Wrexham Grosvenor
- Full name: Wrexham Grosvenor Football Club
- Nickname(s): Grosvenor
- Founded: 1876
- Dissolved: 1893
- Ground: Mr Snape's Field, Chester Road
- Secretary: John Taylor
| Home colours |

= Wrexham Grosvenor F.C. =

Former association football club in Wales

Wrexham Grosvenor Football Club was a Welsh football club based in Wrexham, who played in the Welsh Cup in the 1879–80 and 1880–81 seasons.

==History==

The club was founded in 1876, out of a cricket club.

In 1877 at a meeting held at The Walnut Tree, Wrexham, Mr F Jones was selected as club captain, with Mr J Grant as vice-captain. The following year Mr T Jones was captain, with Mr E Hopkins as vice-captain.

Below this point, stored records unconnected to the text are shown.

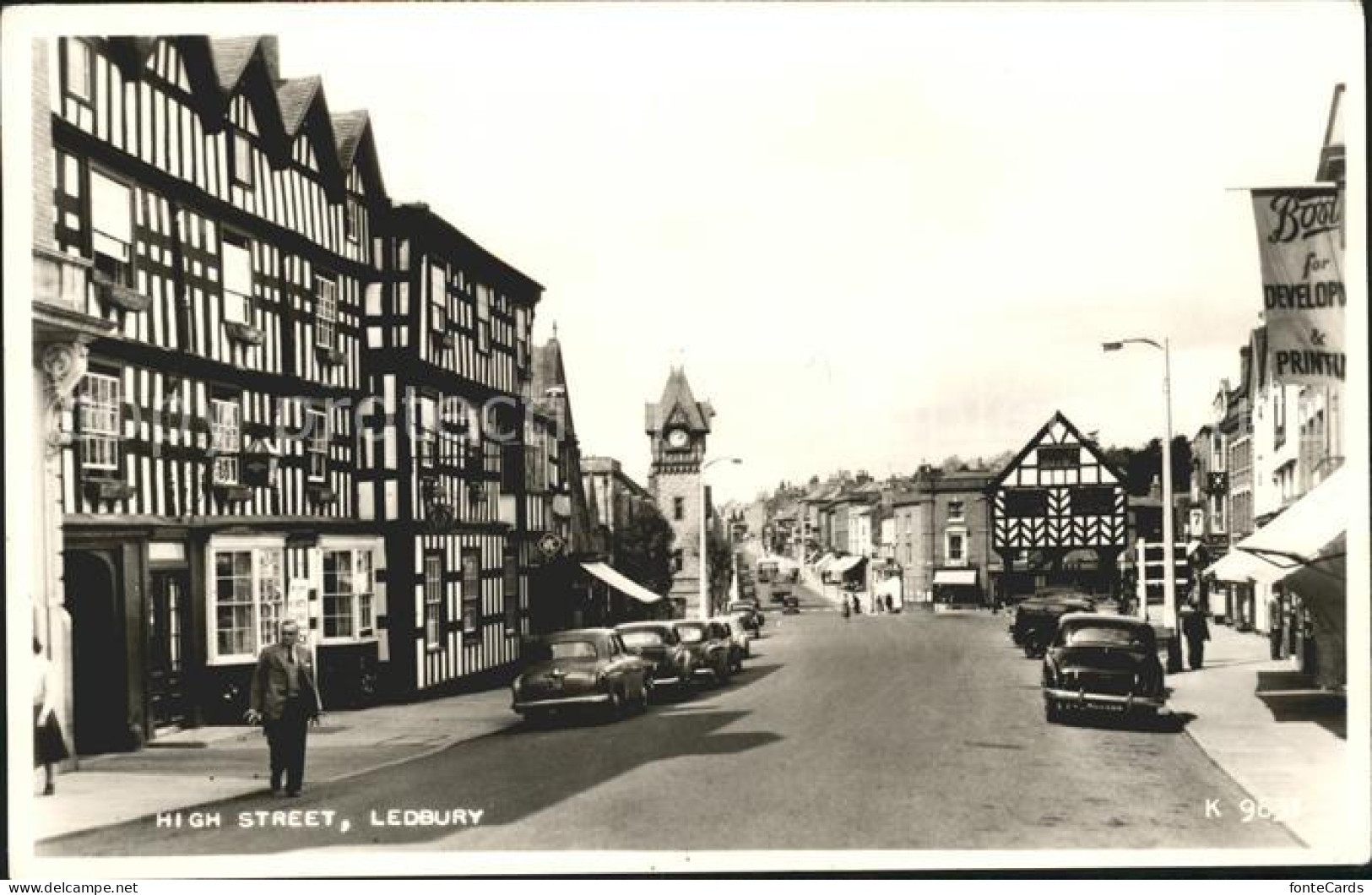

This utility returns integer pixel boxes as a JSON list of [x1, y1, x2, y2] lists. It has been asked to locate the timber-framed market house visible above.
[[33, 35, 542, 754]]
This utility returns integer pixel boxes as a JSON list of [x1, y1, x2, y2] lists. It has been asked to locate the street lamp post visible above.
[[1100, 339, 1181, 671], [700, 457, 742, 621]]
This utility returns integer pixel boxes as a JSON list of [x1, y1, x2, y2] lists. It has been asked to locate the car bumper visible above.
[[1043, 688, 1165, 711], [511, 693, 610, 713]]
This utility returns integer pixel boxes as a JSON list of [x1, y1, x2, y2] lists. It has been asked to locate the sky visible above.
[[13, 3, 1364, 498]]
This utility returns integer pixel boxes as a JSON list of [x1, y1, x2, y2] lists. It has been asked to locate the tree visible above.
[[705, 530, 734, 596], [612, 501, 676, 593], [1104, 435, 1191, 497]]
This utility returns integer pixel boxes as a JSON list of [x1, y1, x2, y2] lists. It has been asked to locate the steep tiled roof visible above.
[[210, 37, 258, 92], [648, 366, 715, 432], [276, 77, 322, 136], [334, 108, 371, 171]]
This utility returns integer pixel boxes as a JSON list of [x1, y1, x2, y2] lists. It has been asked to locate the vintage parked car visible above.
[[724, 599, 767, 637], [711, 612, 753, 664], [672, 621, 731, 684], [615, 621, 696, 686], [1010, 590, 1096, 659], [1043, 614, 1166, 722], [511, 627, 653, 721], [709, 615, 753, 674]]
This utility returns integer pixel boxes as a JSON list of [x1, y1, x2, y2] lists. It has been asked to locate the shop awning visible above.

The last recorded match for the club is a 6–1 win over Rhosrobin Institute in October 1893.

==Colours==

The club wore white jerseys, blue (serge) knickerbockers, and red stockings.

==Ground==

The club's ground, at Mr Snape's Field, on the Chester Road, was a 10 minute walk from Wrexham railway station.

==Cup history==

| Season | Competition | Round | Opposition | Score |
| 1879–80 | Welsh Cup | First Round | Wrexham Albion | 1–2 |
| 1880–81 | Northwich Victoria | 0–3 |

==Notable players==
- WAL Arthur Lea – Wales Football International.
- WAL Harry Trainer – Wales Football International.
- WAL James Trainer – Wales Football International.